Sep 16, 2015 - 09:52 AM
That being said, in general, the nursing home doesn't want your house. As long as you are a private-pay nursing home resident, you pay the monthly fee to the nursing home and that is the extent of the relationship. If you can't pay any longer because you have spent all your money, you might be eligible to apply for Medicaid benefits. You have to qualify, so it isn't automatic or easy, but many people do qualify and when they do, Medicaid picks up all the nursing home expenses over and above your monthly income which is essentially your co-pay. Medicaid isn't a freebie though; they want to be repaid whenever they can from wherever they can. Each state is different, but many states will not require the nursing home resident to sell their home before being approved for Medicaid benefits so long as they have "the intent to return home", regardless of the ability to do so. Medicaid will often file a lien on the home for what will eventually be owed back to Medicaid though, so if Medicaid is paying $5,000 per month towards your care, each month the lien is growing by that much. Year One the lien is already $60,000! It must be repaid after the nursing home resident dies, before anyone else inherits it.
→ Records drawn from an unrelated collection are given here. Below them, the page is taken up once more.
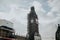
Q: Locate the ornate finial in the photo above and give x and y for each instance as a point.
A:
(32, 8)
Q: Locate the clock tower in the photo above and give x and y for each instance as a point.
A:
(33, 30)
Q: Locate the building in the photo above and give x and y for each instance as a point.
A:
(19, 37)
(33, 31)
(6, 30)
(58, 33)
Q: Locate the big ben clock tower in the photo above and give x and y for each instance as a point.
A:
(33, 31)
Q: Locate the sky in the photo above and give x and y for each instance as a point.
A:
(48, 12)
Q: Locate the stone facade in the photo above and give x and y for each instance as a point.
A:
(32, 25)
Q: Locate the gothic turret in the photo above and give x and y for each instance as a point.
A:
(32, 25)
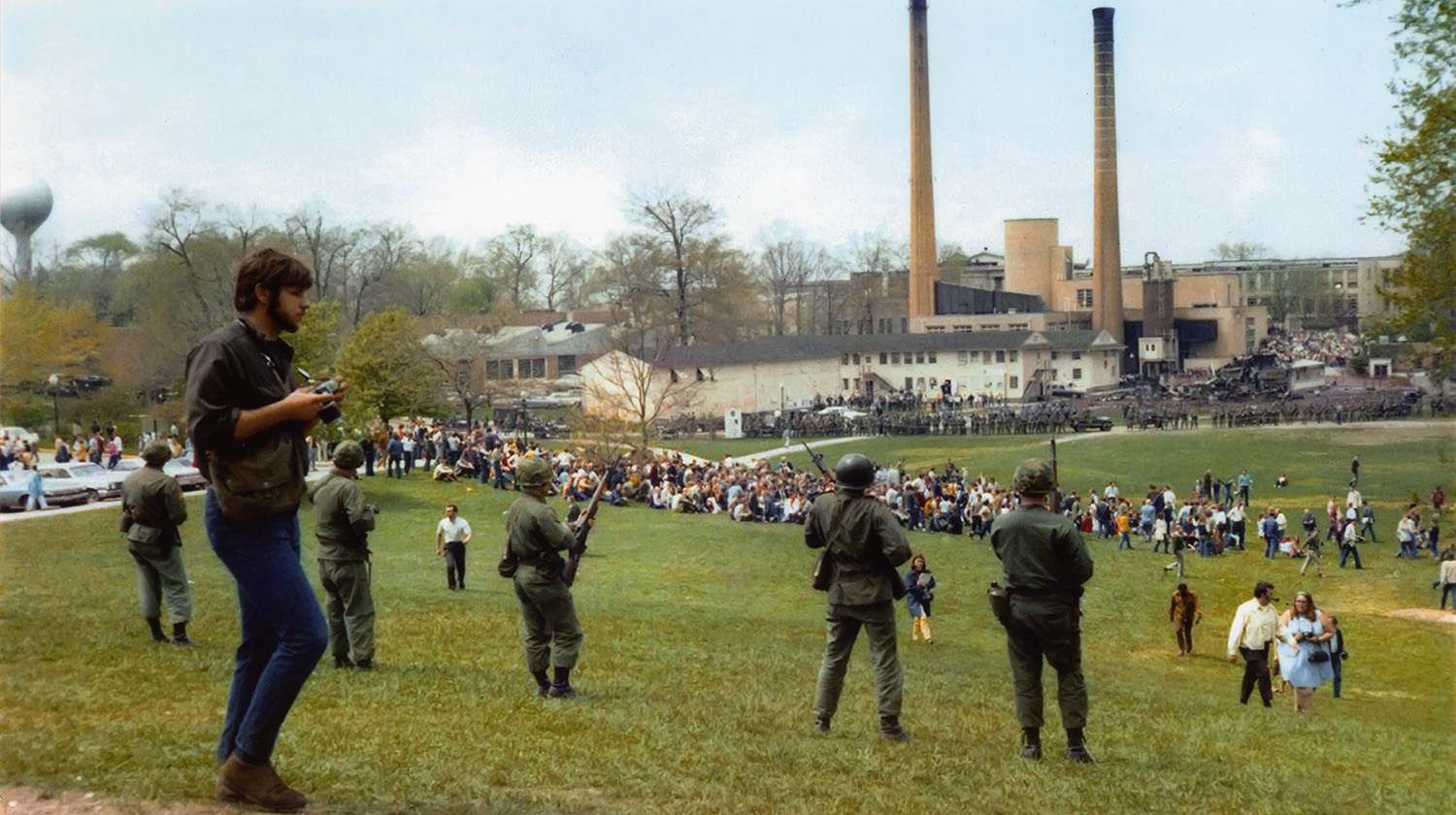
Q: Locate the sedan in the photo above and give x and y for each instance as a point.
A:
(99, 480)
(183, 472)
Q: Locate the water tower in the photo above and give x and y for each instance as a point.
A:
(22, 212)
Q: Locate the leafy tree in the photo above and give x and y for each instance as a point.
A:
(1241, 250)
(90, 271)
(1415, 178)
(43, 338)
(785, 268)
(387, 370)
(678, 223)
(512, 261)
(316, 342)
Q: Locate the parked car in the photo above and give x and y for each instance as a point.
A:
(15, 488)
(61, 488)
(183, 472)
(96, 480)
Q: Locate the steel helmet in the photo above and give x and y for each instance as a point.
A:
(348, 456)
(855, 472)
(532, 471)
(1034, 476)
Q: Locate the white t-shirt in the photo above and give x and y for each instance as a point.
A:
(453, 532)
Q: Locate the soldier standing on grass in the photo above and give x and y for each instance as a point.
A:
(535, 535)
(151, 509)
(865, 544)
(343, 521)
(1044, 562)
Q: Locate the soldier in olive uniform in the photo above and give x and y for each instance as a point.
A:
(536, 536)
(865, 544)
(1044, 562)
(151, 509)
(343, 521)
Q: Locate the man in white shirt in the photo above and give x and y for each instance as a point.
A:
(451, 536)
(1254, 626)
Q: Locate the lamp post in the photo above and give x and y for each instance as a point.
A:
(55, 407)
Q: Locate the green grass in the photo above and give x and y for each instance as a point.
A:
(702, 648)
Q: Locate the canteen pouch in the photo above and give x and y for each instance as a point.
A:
(261, 483)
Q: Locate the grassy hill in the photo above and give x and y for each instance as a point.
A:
(702, 646)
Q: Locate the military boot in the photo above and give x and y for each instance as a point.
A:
(258, 785)
(890, 730)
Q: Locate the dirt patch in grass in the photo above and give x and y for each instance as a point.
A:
(1433, 614)
(69, 802)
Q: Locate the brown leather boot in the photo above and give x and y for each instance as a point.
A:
(259, 786)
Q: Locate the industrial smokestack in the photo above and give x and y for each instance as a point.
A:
(1107, 242)
(922, 195)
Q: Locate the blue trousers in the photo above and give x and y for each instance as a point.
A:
(284, 632)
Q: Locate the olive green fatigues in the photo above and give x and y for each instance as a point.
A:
(153, 500)
(1045, 562)
(865, 546)
(552, 632)
(343, 521)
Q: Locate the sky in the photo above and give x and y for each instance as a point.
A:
(1237, 121)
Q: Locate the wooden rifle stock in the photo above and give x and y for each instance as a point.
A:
(582, 526)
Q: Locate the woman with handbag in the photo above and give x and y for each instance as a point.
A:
(1305, 666)
(919, 591)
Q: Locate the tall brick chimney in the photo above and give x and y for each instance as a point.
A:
(922, 195)
(1107, 244)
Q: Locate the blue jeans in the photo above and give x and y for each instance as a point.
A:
(284, 632)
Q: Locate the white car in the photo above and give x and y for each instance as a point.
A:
(183, 472)
(61, 488)
(98, 480)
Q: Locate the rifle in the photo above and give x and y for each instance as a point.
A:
(582, 526)
(818, 460)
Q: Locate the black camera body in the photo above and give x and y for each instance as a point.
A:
(329, 412)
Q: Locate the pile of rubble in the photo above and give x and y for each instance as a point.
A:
(1331, 348)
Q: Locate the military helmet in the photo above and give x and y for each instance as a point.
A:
(855, 472)
(1034, 476)
(532, 471)
(348, 456)
(156, 451)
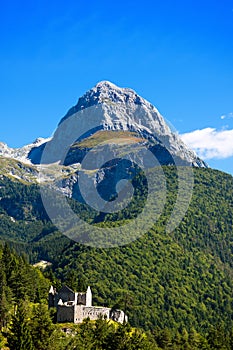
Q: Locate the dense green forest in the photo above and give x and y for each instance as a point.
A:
(176, 288)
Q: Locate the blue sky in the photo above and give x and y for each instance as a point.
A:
(177, 54)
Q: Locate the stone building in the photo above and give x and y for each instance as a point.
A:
(75, 307)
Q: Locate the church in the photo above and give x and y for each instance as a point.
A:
(76, 306)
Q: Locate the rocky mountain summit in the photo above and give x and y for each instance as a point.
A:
(115, 120)
(107, 108)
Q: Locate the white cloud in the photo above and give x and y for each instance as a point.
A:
(210, 143)
(226, 116)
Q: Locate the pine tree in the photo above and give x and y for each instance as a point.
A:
(19, 336)
(4, 307)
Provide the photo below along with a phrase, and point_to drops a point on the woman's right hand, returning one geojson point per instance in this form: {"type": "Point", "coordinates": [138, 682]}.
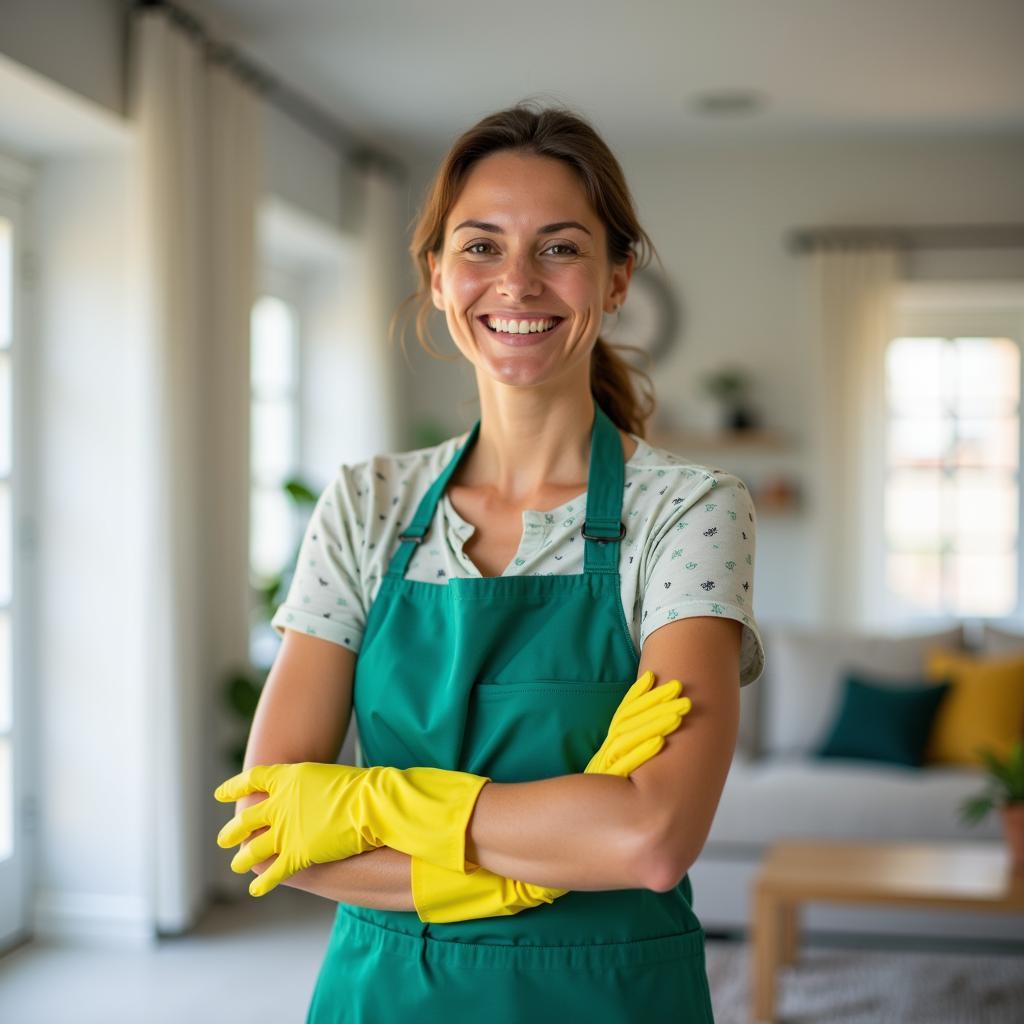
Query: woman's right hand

You asked about protecting the home and yes, there are several ways to do that but all involve a trip to an Elder Law attorney's office. The money you pay her or him will be recouped many times over by their advice. There are sites that you can go to, AVVO for one, that will help you find an Elder Law attorney. Good luck!
Sep 16, 2015 - 01:47 PM
You should see an Estate Planning or Elder Law Attorney in your area very soon.